Solved – How to model football (soccer) scores

poisson distributionprobability

I'm trying to model football scores using the poisson distribution. I'm calculating a lambda for each team and then multiplying the probabilities of two poisson calculations to get the probability of a specific score.

e.g. poison(lambdaHome, 1)*poisson(lambdaAway, 2) to calculate the probability of a 1-2 result at the end of the match.

The problem I'm having is that the poisson distribution assumes that the second goal is just as likely as the third goal is just as likely as a fourth goal. But in reality this shouldn't be true. If a match has a score of 2-0 then intuitively it is less likely for the team to score another goal is it would probably spend more time on defence to keep the score than it would do attacking to score more goals.

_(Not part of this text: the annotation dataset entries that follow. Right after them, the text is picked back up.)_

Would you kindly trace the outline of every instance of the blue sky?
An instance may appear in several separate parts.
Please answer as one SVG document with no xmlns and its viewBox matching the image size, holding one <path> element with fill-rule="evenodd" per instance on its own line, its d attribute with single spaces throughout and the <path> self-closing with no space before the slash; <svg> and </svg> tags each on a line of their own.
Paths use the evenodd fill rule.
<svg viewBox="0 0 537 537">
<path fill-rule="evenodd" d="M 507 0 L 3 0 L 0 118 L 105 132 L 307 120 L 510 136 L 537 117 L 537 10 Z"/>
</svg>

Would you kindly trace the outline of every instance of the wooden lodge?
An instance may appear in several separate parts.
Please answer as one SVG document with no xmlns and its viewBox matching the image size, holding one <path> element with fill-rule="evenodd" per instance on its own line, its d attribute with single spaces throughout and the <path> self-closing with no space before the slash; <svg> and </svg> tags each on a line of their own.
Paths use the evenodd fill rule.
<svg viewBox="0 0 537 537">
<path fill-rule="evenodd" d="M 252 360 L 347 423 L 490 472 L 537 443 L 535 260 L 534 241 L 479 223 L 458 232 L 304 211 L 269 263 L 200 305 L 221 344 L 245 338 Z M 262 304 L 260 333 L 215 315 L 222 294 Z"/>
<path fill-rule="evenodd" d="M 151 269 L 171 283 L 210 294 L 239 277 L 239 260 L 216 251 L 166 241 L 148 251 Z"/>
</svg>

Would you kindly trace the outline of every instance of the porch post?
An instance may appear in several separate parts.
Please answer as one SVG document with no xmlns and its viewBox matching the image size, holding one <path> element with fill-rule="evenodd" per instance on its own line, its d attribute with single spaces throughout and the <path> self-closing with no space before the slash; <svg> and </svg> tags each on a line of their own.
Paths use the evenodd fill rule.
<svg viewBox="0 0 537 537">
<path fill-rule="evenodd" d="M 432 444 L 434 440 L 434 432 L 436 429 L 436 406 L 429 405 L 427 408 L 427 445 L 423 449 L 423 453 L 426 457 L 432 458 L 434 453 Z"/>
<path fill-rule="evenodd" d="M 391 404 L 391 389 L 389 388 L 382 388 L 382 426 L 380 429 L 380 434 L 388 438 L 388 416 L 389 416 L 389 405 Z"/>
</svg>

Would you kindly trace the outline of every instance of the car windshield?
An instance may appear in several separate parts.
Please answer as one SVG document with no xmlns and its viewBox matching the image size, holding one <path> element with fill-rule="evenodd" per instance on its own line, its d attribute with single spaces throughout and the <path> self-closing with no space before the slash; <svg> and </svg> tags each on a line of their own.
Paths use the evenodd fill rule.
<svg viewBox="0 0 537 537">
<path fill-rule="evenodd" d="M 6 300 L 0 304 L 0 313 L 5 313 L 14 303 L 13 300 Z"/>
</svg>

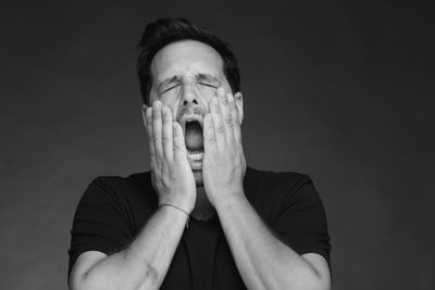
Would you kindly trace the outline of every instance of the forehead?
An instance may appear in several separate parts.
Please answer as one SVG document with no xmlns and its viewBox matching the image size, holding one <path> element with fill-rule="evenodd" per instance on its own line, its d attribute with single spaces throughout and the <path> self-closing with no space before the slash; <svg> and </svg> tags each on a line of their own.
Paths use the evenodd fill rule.
<svg viewBox="0 0 435 290">
<path fill-rule="evenodd" d="M 208 73 L 216 77 L 223 74 L 221 55 L 209 45 L 183 40 L 162 48 L 151 62 L 154 80 L 179 74 Z"/>
</svg>

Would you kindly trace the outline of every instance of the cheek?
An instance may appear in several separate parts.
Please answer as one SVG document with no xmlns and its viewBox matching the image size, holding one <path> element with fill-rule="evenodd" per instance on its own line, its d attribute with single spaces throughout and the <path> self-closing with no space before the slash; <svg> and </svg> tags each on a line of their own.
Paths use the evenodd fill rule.
<svg viewBox="0 0 435 290">
<path fill-rule="evenodd" d="M 206 102 L 206 105 L 209 103 L 209 101 L 216 96 L 216 89 L 212 87 L 207 87 L 207 86 L 198 86 L 198 91 L 201 94 L 203 101 Z"/>
</svg>

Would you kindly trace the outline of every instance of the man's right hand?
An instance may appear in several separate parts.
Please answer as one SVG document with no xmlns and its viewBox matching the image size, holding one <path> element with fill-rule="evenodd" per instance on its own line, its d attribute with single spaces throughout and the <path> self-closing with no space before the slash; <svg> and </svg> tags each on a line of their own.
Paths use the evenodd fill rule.
<svg viewBox="0 0 435 290">
<path fill-rule="evenodd" d="M 169 203 L 190 213 L 197 190 L 187 160 L 183 128 L 173 122 L 171 109 L 160 101 L 154 101 L 145 114 L 152 186 L 159 196 L 159 205 Z"/>
</svg>

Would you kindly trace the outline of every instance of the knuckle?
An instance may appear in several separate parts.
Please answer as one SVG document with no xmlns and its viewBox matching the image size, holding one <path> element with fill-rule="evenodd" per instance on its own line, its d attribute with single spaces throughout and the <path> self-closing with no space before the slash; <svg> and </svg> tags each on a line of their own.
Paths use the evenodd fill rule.
<svg viewBox="0 0 435 290">
<path fill-rule="evenodd" d="M 225 131 L 225 127 L 224 126 L 217 126 L 216 127 L 216 133 L 224 133 Z"/>
<path fill-rule="evenodd" d="M 163 143 L 163 144 L 167 144 L 169 142 L 170 142 L 170 138 L 163 136 L 163 137 L 162 137 L 162 143 Z"/>
<path fill-rule="evenodd" d="M 227 115 L 227 116 L 225 117 L 224 122 L 225 122 L 225 124 L 226 124 L 227 126 L 233 126 L 233 125 L 234 125 L 233 118 L 232 118 L 231 115 Z"/>
<path fill-rule="evenodd" d="M 160 138 L 160 135 L 158 135 L 158 134 L 152 134 L 152 140 L 153 141 L 159 141 L 161 138 Z"/>
</svg>

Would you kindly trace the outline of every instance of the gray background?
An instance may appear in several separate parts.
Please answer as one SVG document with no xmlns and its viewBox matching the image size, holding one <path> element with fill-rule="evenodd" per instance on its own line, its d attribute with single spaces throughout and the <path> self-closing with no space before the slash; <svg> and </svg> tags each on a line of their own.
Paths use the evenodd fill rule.
<svg viewBox="0 0 435 290">
<path fill-rule="evenodd" d="M 65 289 L 89 181 L 149 168 L 135 45 L 161 16 L 233 45 L 248 163 L 313 178 L 335 289 L 435 289 L 428 2 L 41 2 L 0 9 L 1 289 Z"/>
</svg>

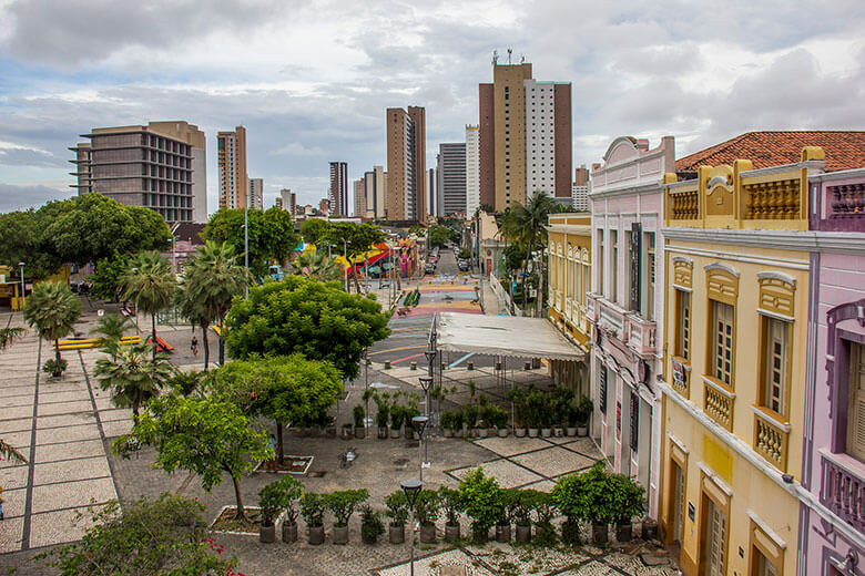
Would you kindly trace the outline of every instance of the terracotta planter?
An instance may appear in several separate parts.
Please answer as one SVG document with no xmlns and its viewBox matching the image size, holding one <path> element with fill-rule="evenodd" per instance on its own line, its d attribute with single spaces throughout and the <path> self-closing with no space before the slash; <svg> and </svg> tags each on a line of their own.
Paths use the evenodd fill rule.
<svg viewBox="0 0 865 576">
<path fill-rule="evenodd" d="M 324 543 L 324 526 L 309 526 L 309 544 L 317 546 Z"/>
<path fill-rule="evenodd" d="M 276 524 L 272 522 L 271 524 L 265 525 L 264 522 L 262 522 L 262 527 L 258 531 L 258 542 L 264 544 L 273 544 L 276 542 Z"/>
<path fill-rule="evenodd" d="M 607 524 L 592 523 L 592 541 L 596 544 L 607 544 L 610 539 Z"/>
<path fill-rule="evenodd" d="M 291 544 L 297 542 L 297 523 L 283 522 L 283 542 Z"/>
<path fill-rule="evenodd" d="M 387 537 L 390 541 L 390 544 L 403 544 L 406 542 L 406 525 L 391 524 L 390 528 L 387 531 Z"/>
<path fill-rule="evenodd" d="M 432 544 L 436 542 L 436 525 L 424 524 L 420 526 L 420 542 L 424 544 Z"/>
<path fill-rule="evenodd" d="M 348 526 L 334 526 L 330 535 L 334 538 L 334 544 L 348 544 Z"/>
<path fill-rule="evenodd" d="M 633 539 L 633 524 L 630 522 L 617 524 L 615 539 L 619 542 L 631 542 Z"/>
</svg>

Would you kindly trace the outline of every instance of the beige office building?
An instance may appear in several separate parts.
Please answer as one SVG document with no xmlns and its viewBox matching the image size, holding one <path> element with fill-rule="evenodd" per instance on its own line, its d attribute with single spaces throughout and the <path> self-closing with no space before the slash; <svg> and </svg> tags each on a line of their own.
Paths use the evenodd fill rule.
<svg viewBox="0 0 865 576">
<path fill-rule="evenodd" d="M 234 132 L 216 135 L 216 151 L 220 171 L 220 208 L 243 208 L 246 206 L 250 178 L 246 174 L 246 128 L 237 126 Z"/>
</svg>

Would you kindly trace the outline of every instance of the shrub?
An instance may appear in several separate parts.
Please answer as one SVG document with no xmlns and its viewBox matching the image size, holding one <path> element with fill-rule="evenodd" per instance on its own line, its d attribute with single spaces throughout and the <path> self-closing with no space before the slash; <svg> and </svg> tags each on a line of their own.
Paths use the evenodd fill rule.
<svg viewBox="0 0 865 576">
<path fill-rule="evenodd" d="M 475 532 L 489 531 L 501 516 L 500 490 L 495 477 L 484 474 L 482 466 L 459 483 L 459 495 Z"/>
</svg>

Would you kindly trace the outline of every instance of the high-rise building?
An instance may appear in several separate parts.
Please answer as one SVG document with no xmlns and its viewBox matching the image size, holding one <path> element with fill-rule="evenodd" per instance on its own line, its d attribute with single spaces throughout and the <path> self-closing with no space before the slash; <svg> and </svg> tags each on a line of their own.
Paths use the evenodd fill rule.
<svg viewBox="0 0 865 576">
<path fill-rule="evenodd" d="M 264 209 L 263 178 L 250 178 L 250 208 Z"/>
<path fill-rule="evenodd" d="M 537 189 L 570 197 L 570 83 L 537 82 L 529 63 L 493 63 L 478 96 L 480 203 L 502 210 Z"/>
<path fill-rule="evenodd" d="M 577 212 L 589 209 L 589 168 L 586 167 L 586 164 L 573 171 L 571 205 Z"/>
<path fill-rule="evenodd" d="M 464 142 L 441 143 L 438 145 L 439 196 L 441 216 L 466 214 L 466 144 Z"/>
<path fill-rule="evenodd" d="M 330 163 L 330 188 L 327 200 L 330 207 L 330 214 L 348 216 L 348 163 Z"/>
<path fill-rule="evenodd" d="M 246 128 L 216 134 L 220 171 L 220 208 L 243 208 L 250 184 L 246 175 Z"/>
<path fill-rule="evenodd" d="M 426 198 L 426 112 L 420 106 L 387 109 L 387 218 L 424 220 Z"/>
<path fill-rule="evenodd" d="M 466 217 L 480 207 L 480 128 L 466 126 Z"/>
<path fill-rule="evenodd" d="M 368 173 L 367 173 L 368 174 Z M 355 213 L 354 216 L 363 218 L 366 216 L 366 178 L 355 181 Z"/>
<path fill-rule="evenodd" d="M 95 192 L 165 222 L 207 222 L 206 141 L 184 121 L 93 128 L 75 153 L 79 194 Z"/>
</svg>

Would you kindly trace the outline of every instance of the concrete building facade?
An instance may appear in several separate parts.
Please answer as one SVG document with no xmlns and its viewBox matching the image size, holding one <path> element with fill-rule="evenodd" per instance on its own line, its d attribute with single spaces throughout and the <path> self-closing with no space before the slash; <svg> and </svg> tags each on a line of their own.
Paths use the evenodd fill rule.
<svg viewBox="0 0 865 576">
<path fill-rule="evenodd" d="M 206 141 L 184 121 L 93 128 L 75 153 L 79 194 L 103 194 L 165 222 L 207 222 Z"/>
<path fill-rule="evenodd" d="M 220 173 L 220 208 L 246 206 L 250 177 L 246 174 L 246 128 L 216 134 L 217 169 Z"/>
</svg>

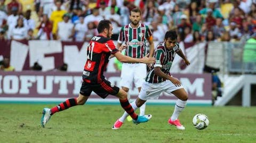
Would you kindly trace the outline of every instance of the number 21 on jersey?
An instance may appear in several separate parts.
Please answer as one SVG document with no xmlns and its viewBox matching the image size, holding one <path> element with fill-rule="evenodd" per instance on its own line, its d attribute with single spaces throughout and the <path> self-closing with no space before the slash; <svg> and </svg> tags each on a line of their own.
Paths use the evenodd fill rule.
<svg viewBox="0 0 256 143">
<path fill-rule="evenodd" d="M 92 53 L 93 53 L 94 45 L 95 43 L 91 42 L 87 47 L 87 59 L 89 59 L 91 61 L 92 60 Z"/>
</svg>

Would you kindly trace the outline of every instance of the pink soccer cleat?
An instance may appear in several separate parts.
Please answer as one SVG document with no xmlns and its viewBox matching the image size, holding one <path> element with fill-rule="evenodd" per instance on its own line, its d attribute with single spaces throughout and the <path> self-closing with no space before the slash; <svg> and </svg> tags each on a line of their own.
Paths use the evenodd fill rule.
<svg viewBox="0 0 256 143">
<path fill-rule="evenodd" d="M 123 122 L 119 121 L 119 119 L 117 119 L 116 121 L 115 122 L 115 124 L 112 127 L 112 129 L 119 129 L 123 125 Z"/>
<path fill-rule="evenodd" d="M 171 119 L 169 119 L 169 120 L 168 120 L 168 123 L 169 123 L 171 125 L 174 125 L 176 126 L 176 128 L 179 130 L 183 130 L 185 129 L 185 127 L 184 127 L 184 126 L 183 126 L 180 123 L 180 121 L 178 119 L 177 119 L 174 121 L 172 121 Z"/>
</svg>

Is there a probability distribution similar to poisson, but rather than having a constant probability for all goals, makes each goal less and less likely?

Best Answer

The state of the art for football prediction - that can be found in the academic literature - is Dixon and Robinson (1998) "A Birth Process Model for Association Football Matches", available without a pay wall here: http://www2.imperial.ac.uk/~ejm/M3S4/Problems/football.pdf

Their model of interacting non-homogeneous Poisson processes accounts for these two key phenomena which independent Poisson distributions cannot:

  • Rising goal rates. More goals are scored at the end of matches than at the start
  • Scoreline dependent goal rates. Teams have a tendency to be motivated or demotivated depending on the scoreline. Such effects are different for the home and away teams

It is this second point which you are referring to whereby teams with a comfortable lead have a drop off in their rate of scoring goals.